I am wrapping up edits to the prequel for Without A World and I’ve been shopping for a book cover artist. Rebecca Rebouche, the amazing artist who did the cover for Without A World is not a book cover artist by trade, she’s a painter and she’s super busy with commissions at the moment (go girl!). So, I had to look elsewhere for the cover for Behind the Red Door

Writers should write, not spend hours on Canva…

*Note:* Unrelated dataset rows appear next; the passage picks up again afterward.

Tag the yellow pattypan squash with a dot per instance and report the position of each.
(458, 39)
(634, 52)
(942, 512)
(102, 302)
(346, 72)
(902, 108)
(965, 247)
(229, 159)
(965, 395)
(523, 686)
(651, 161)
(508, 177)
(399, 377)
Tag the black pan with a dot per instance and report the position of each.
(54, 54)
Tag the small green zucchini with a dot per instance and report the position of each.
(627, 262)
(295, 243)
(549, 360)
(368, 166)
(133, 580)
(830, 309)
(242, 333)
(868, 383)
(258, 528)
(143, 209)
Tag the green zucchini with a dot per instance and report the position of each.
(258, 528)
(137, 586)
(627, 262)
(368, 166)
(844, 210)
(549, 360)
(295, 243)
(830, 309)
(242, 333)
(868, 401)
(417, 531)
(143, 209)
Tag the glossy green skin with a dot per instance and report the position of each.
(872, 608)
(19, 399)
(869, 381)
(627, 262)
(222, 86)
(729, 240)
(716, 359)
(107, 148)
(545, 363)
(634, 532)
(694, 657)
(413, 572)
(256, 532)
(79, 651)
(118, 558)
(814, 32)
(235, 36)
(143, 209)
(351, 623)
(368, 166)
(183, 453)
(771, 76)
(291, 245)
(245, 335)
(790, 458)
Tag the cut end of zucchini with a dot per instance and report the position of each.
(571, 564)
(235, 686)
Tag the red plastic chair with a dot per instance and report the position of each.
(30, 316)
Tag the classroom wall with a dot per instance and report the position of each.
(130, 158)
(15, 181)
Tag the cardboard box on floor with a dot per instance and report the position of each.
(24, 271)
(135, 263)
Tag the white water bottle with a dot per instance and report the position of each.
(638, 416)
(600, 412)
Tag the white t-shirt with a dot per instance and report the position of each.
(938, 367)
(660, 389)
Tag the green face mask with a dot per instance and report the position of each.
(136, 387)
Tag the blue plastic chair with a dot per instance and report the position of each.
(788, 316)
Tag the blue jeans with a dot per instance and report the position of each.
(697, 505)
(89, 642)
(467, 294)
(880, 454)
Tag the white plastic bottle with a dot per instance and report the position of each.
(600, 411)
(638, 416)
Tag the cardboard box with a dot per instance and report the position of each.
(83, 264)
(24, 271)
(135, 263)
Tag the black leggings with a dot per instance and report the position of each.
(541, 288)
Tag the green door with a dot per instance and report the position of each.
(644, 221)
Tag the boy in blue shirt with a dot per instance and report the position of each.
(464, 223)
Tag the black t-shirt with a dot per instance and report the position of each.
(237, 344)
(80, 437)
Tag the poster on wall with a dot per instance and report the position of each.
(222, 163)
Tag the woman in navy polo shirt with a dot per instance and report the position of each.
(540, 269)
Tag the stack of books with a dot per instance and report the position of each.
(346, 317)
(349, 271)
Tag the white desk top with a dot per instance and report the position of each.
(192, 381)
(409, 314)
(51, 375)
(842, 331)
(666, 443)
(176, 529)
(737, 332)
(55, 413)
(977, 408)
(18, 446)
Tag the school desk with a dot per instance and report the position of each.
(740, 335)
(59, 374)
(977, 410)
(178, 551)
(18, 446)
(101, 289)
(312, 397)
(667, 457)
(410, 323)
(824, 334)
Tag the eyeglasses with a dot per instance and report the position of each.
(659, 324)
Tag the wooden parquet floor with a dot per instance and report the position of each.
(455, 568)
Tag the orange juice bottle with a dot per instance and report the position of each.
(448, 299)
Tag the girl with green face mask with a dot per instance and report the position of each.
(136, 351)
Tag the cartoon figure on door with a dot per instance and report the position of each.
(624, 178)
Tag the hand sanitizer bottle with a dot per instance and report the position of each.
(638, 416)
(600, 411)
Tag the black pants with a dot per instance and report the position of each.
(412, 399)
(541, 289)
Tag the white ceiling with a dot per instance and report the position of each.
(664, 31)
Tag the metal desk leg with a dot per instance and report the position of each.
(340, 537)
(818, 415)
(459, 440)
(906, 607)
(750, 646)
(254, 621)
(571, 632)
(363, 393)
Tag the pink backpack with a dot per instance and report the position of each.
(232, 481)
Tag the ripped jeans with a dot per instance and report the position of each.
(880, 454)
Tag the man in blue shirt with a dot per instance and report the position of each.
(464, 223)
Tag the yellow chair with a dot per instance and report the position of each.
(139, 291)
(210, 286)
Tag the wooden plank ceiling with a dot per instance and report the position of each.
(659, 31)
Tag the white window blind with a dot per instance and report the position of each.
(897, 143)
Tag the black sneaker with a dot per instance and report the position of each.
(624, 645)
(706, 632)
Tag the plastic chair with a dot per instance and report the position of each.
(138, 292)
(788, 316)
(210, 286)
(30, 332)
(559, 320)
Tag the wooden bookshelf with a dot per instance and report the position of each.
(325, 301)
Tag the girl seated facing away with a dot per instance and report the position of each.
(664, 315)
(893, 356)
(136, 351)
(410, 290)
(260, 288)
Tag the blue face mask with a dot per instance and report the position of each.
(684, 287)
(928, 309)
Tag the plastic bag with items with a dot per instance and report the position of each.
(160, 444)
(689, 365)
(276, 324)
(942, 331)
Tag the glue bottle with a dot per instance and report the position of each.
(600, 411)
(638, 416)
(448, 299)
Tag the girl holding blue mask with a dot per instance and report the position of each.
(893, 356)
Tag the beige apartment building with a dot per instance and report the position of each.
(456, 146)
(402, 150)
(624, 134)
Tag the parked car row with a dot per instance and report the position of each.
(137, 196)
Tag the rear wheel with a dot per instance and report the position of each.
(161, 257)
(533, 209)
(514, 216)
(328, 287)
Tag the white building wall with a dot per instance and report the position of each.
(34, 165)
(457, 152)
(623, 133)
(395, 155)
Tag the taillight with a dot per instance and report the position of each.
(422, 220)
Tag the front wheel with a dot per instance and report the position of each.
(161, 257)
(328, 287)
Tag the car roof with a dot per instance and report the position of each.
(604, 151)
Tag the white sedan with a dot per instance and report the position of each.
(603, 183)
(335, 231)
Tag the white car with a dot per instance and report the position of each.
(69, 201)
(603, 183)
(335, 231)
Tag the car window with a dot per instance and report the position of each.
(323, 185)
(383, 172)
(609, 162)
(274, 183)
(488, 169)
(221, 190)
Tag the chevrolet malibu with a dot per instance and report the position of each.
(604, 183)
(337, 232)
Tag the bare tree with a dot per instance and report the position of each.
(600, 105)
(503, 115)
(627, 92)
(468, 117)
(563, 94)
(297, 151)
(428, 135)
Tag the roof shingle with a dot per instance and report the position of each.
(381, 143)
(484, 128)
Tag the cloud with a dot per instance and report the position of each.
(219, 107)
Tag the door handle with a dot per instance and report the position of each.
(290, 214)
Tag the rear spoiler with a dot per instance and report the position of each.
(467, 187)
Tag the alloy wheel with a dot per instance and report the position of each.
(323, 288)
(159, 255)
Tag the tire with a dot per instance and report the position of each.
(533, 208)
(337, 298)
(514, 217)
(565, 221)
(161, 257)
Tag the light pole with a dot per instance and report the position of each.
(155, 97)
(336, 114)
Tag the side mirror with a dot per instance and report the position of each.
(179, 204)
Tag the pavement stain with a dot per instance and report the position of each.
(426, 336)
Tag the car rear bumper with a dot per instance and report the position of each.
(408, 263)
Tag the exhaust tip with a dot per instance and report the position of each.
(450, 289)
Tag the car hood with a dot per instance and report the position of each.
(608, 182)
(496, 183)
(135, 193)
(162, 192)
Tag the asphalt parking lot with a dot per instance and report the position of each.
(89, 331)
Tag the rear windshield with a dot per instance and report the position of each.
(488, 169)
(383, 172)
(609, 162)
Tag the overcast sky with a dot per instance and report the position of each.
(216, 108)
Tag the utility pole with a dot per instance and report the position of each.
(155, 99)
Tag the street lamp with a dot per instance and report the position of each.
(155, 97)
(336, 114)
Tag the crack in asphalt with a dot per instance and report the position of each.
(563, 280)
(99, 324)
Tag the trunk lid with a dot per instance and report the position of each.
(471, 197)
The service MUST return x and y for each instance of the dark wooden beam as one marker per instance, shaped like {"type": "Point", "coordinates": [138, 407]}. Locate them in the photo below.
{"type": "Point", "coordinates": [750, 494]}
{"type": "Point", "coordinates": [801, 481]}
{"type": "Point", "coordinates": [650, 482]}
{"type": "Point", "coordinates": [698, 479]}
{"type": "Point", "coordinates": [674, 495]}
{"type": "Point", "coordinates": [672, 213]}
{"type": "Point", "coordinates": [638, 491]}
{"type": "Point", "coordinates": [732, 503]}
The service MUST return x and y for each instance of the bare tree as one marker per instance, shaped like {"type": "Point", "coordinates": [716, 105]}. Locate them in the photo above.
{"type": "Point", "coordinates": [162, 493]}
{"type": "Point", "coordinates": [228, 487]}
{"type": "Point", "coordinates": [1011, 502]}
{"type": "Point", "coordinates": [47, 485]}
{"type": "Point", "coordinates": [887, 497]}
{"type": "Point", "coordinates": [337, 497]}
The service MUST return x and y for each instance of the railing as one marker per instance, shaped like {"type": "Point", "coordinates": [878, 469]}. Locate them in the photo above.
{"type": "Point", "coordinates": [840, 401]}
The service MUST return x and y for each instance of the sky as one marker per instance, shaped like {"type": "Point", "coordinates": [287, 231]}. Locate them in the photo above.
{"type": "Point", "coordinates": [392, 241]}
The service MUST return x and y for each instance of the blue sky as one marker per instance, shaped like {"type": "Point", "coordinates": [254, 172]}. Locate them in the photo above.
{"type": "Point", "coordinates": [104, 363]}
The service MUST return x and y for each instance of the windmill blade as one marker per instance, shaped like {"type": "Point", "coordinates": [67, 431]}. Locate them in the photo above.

(Guilty). I did a few (boring and bland) mock-ups myself and decided I should be writing instead. Time to hire someone. I checked out Fiverr first but was overwhelmed by the range of prices (which I conflate with the range of quality for the finished product, for better or worse). Next, I scrolled over to my trusted source for editors: Reedsy. I have no doubt that the designers on Reedsy would have knocked it out of the park, but this is a 9,000-word prequel and the quotes came back between $450 US and 1,600 Euros, and that my friends, is out of the budget for this project. 


Everyone is on Twitter…

(This is good and bad). I hopped over the Twitter #writingcommunity to ask for some recommendations from fellow writers. Well, that was possibly a mistake, because I was inundated with tons of requests from designers themselves. Good in theory, but I did want a recommendation from an author who had worked with someone. I gave one of the designers a shot though because her other covers were beautiful and really to my taste. I will pause here to say that I am, apparently, extremely picky when it comes to book cover design. When I look through covers on Amazon, in my opinion, 93% are complete garbage, another 5% are interesting, and 3% are wow! That wow 3% are likely not on best selling novels. 

Designs I do like…

I was pressed to find designs in the YA and Sci-Fi genres I do like within the top 100 sales on Amazon. Here are three, there were two others, but when I looked again I decided I didn’t like them enough to include them.

I think the reason that things did not go well with the designer I found on Twitter is because I didn’t give her enough information about what I was looking for. She didn’t have a form or contract for me to fill in and didn’t ask me any questions. I gave as much information as I thought would be helpful, but it was not enough. I paid a deposit and a few days later she came back with, well, an unusable product. Of course she offered to revise, but it was so far off there was no point given the price we had agreed on ($100). I thanked her and cut my losses with the deposit.

Facebook authors groups= helpful.

I knew that. I knew there were people on there ready to be genuinely helpful, I had just forgotten. So when I asked one of the FB author groups I am part of for recommendations for affordable book covers I got immediate, helpful answers. That’s how I found 100 Covers. They offer unlimited revisions and a finished ebook cover for $100 bucks. Ok, I have learned some things, like the importance of including examples of covers I like and even including some things I don’t like (such as people on the cover (why do I hate this?!)). I’ve just started with 100 Covers, so I don’t know where it will land, but I’ll tell you their form was very detailed and it made me do some research to be sure I was giving them useful information and that bodes well for a quality product in my view.